2) For DMDTP, laboratory effects were significant at all five spiking levels. Lab B was
significantly different from (and higher than) Labs A and C at all five spiking levels
and Lab D at Low #2, Medium, and High levels. In addition, Lab A was significantly
different from (and lower than) Lab D at the Unspiked and Low #1 levels.
3) For DEP, laboratory effects were significant at the Unspiked, Low #1, Low #2, and
High levels. Lab B was significantly different from (and higher than) Lab A at the
Unspiked, Low #1, and Low #2 levels, and Lab D at the Low #2, and High levels, In
addition, Lab A was significantly different from (and lower than) Lab C at the
Unspiked and Low #2 levels, and Lab D at the Unspiked level.

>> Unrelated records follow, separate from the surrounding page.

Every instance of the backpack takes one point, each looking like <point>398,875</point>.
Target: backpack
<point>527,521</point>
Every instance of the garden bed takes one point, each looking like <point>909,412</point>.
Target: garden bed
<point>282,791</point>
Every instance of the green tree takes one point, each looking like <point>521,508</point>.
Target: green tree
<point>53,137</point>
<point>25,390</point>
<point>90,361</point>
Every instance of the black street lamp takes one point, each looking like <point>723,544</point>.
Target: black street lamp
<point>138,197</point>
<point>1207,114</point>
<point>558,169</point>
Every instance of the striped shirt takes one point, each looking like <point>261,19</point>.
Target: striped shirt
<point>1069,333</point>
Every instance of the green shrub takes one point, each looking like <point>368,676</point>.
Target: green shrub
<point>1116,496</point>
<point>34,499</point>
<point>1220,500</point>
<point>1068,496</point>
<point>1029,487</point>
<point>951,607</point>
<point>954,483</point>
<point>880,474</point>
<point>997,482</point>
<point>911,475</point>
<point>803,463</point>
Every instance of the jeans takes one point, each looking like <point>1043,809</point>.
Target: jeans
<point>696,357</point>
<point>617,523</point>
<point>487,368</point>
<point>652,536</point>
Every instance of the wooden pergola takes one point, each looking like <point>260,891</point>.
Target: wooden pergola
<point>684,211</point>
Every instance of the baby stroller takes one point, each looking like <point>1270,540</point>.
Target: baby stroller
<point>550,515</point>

4) For DEDTP, laboratory effects were significant at all five spiking levels. Lab B was
significantly different from (and higher than) Labs A and C at all five levels. In
addition, Lab A was significantly different from (and lower than) Lab C at the
Unspiked and Low #1 levels..
5) For DMTP, laboratory effects were significant at the Unspiked, Low, and Medium
levels. Lab B was significantly different from (and higher than) Lab A at each of
these three levels, Lab C at the Unspiked and Low levels, and from Lab D at the
Unspiked level. In addition, Lab A was significantly different from (and lower than)
Lab D at the Low level; Lab A was significantly different from (and higher than) Lab
C at the Unspiked level; and Lab C was significantly different from (and lower than)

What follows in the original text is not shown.